Everyone expects the TPLF to escalate the war again soon but not without US support
After the government declared a unilateral, humanitarian ceasefire at the end of December, the TPLF continued its attacks on the 1600-year-old Waldeba Monastery in Amhara Region, displacing 1000 monks. In Gondar, Amhara Region, Alastair and I interviewed a young monk who said the TPLF had demanded to know the positions of the Ethiopian military, the Amhara Special Forces, and the FANO militia, and then refused to accept the monks’ answers that they were not military men, but men of God. He said he had fled while the TPLF fired bullets after him, then jumped into a river to escape.
The Waldeba Monastery is spread out over a very wide area, including forests and caves. The displaced monks say that, with 75% of the monks gone, the TPLF have established a military base, which could be used for a new TPLF offensive into Amhara Region from the east.
Just before the government’s December ceasefire, the TPLF invaded Afar Region, shelling towns indiscriminately and displacing hundreds of thousands of Afar tribespeople, seemingly in an effort to once again threaten the Addis-Djibouti transport corridor, which is both a highway and railway line. However, Afar tribesmen, with some help from Ethiopian Air Force drones, drove them back inside the borders of Tigray Province roughly four weeks ago.
Fighting has been sporadic since, but in early May, the TPLF attacked the Eritrean Army at Badme, resulting in reported but as yet unconfirmed counterattacks.

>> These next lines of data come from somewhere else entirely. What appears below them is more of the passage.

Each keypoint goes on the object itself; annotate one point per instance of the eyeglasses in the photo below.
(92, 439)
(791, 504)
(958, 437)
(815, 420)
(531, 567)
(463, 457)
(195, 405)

Everyone we spoke to expects the TPLF to escalate again soon when June rains make it more difficult for the Ethiopian Air Force to operate its drone force. Many believe that TPLF forces amassed in Sudan may try to invade over Amhara Region’s western border.
Despite US declarations that all warring parties are responsible, no one we spoke to believes that the TPLF could keep fighting without the political, diplomatic, and most likely material support of the US, which may include pending sanctions.
I wish I could conclude on a lighter note, but summoning Gramsci’s “pessimism of the intellect, optimism of the will,” I can only resolve to share what I’ve learned back home and suggest that the US let Ethiopia live.